In the last race for Nassau County executive in 2017, Republican candidate Jack Martins was given a $25,000 campaign contribution by the Nassau County Police Benevolent Association Political Action Committee. Martins also received three donations of $15,000 from political action committees of the Nassau County Detectives Association, the Nassau County Police Department Superior Officers Association and the Nassau County Correction Officers, according to data compiled by Newsday.
Data from the New York State Board of Elections shows that in 2017, the Nassau County Police Benevolent Association PAC gave a total of $5,200 in contributions to Laura Curran, the Democratic victor, during the 2017 county executive election cycle. The superior officers association gave $600 to her campaign and the county detectives association gave $1,000.

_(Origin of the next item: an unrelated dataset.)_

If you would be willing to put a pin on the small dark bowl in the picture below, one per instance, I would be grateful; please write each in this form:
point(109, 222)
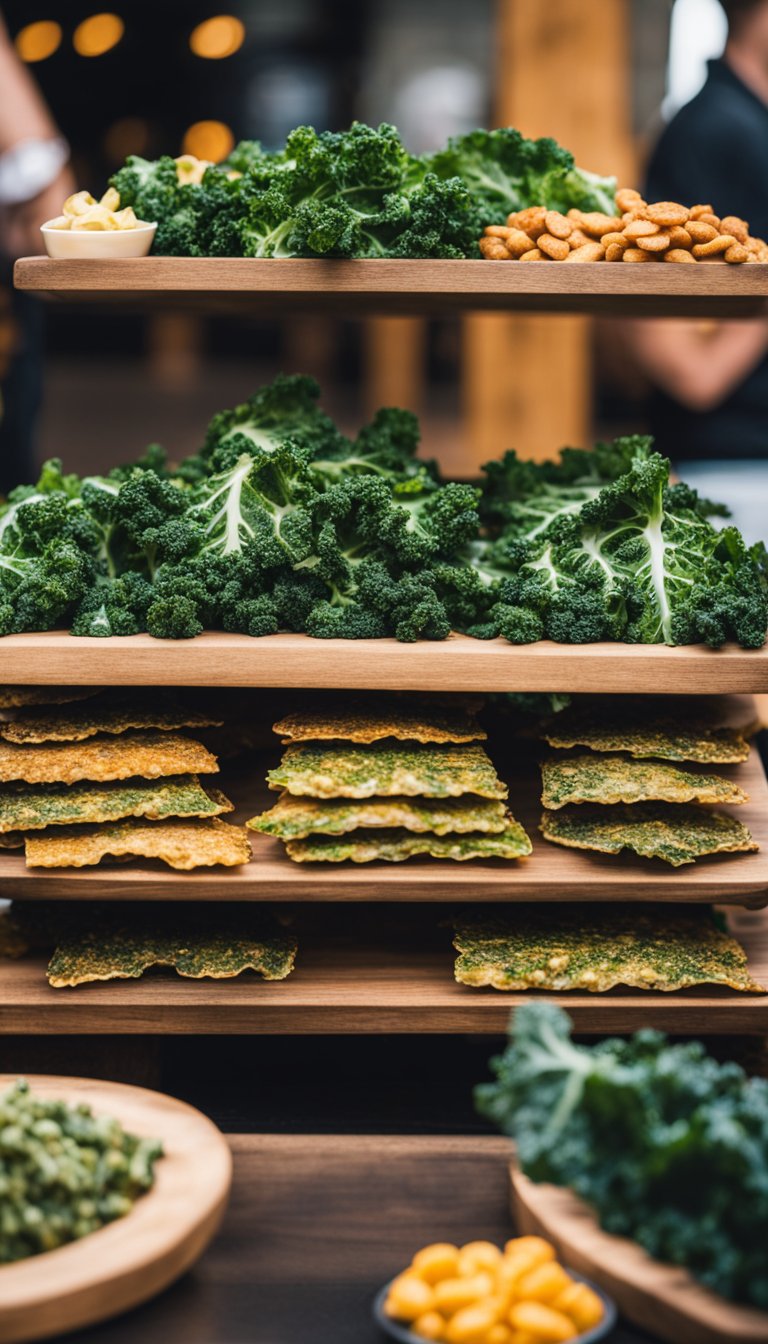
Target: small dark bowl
point(405, 1336)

The LIAPA, a group formed last month to push for police reform in Nassau County, also provided data showing that police associations had donated to the campaigns of every county legislator over the last two campaign cycles.
Presiding Officer Richard Nicolello (R-New Hyde Park) received $10,250 in campaign donations from police organizations over the last two cycles. Of the legislators currently in office, the most was given to Laura Schaefer (R-Farmingdale) who received $12,480 in that time period, according to LIAPA data.

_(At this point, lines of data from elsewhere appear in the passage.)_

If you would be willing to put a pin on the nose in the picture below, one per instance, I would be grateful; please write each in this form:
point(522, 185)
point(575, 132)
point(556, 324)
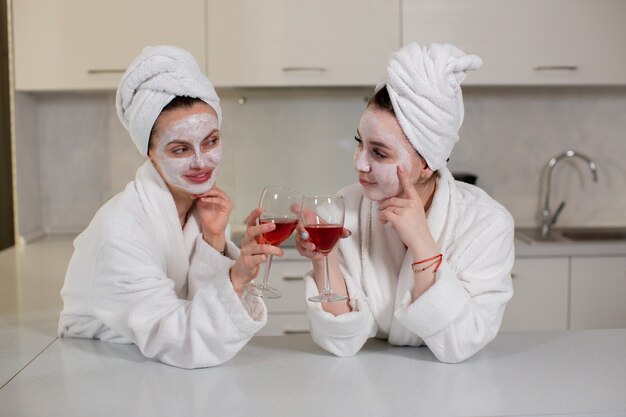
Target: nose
point(360, 161)
point(198, 160)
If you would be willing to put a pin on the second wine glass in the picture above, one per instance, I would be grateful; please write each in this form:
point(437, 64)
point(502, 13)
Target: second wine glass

In legislative races, the donations were not strictly partisan. Of the current Democrats in the Legislature, Kevan Abrahams, the minority leader from Freeport, received the most campaign contributions from police organizations over the last two cycles, collecting $9,000.
“I believe that elected officials can make decisions based on what they think is the right thing, no matter what donations they may or may not have received,” Curran told Blank Slate Media last week.
Curran’s predecessor, Edward Mangano, a Republican, received at least $5,325 in campaign donations from police organizations since 2009.
Tom Suozzi, the county executive from 2002 through 2009, received at least $25,000 in contributions from police organizations from 2007 to 2009 and at least $20,000 from the county correctional officers union in the same period.
He is now a U.S. congressman representing the 3rd District on the North Shore. Suozzi’s top donors to his congressional campaign in 2019-20 have come from the real estate industry, followed by insurance, according to the Center for Responsive Politics, a Washington-based nonprofit that tracks campaign contributions to U.S. representatives.
“I used to fight with the [police] unions all the time about contracts and things,” Suozzi said last week. “Some years I got donations and other years I didn’t get donations. They don’t endorse me now in Congress; they don’t give me contributions now. There’s an argument that any contribution you get from anybody could be a conflict of interest. I’ve been in public service for 25 years and nobody can give an example of where I didn’t do the right thing based upon money.”
Fred Brewington, an attorney and member of the LIAPA, said that police should not make campaign donations in county races since the county negotiates the police collective bargaining agreement with the county. According to data from See Through NY, Nassau County had the four highest-paid police officers in the state. The highest was Thomas Karp of the county police, who made $308,113 that year. That year, Nassau County police made up nine of the 10 highest-paid police officers in the state and those officers all made over $275,000.
“The police salaries that we see on Long Island are the results of decades of collective bargaining agreements,” Curran said.
Suozzi said he has a “long record of fighting” the large salaries that police in the county make and that he has “paid the price” for it politically.
Suozzi said he is supportive of police in general and always has been and “got into a lot of fights” about contract negotiations as county executive. He stressed that there needs to be more nuance in discussions about police and that the two sides of the debates over police reform need to search for common ground.
Suozzi made these remarks at an event to honor several police officers from his district who had “displayed exemplary heroism in the line of duty in service to our communities,” a news release said.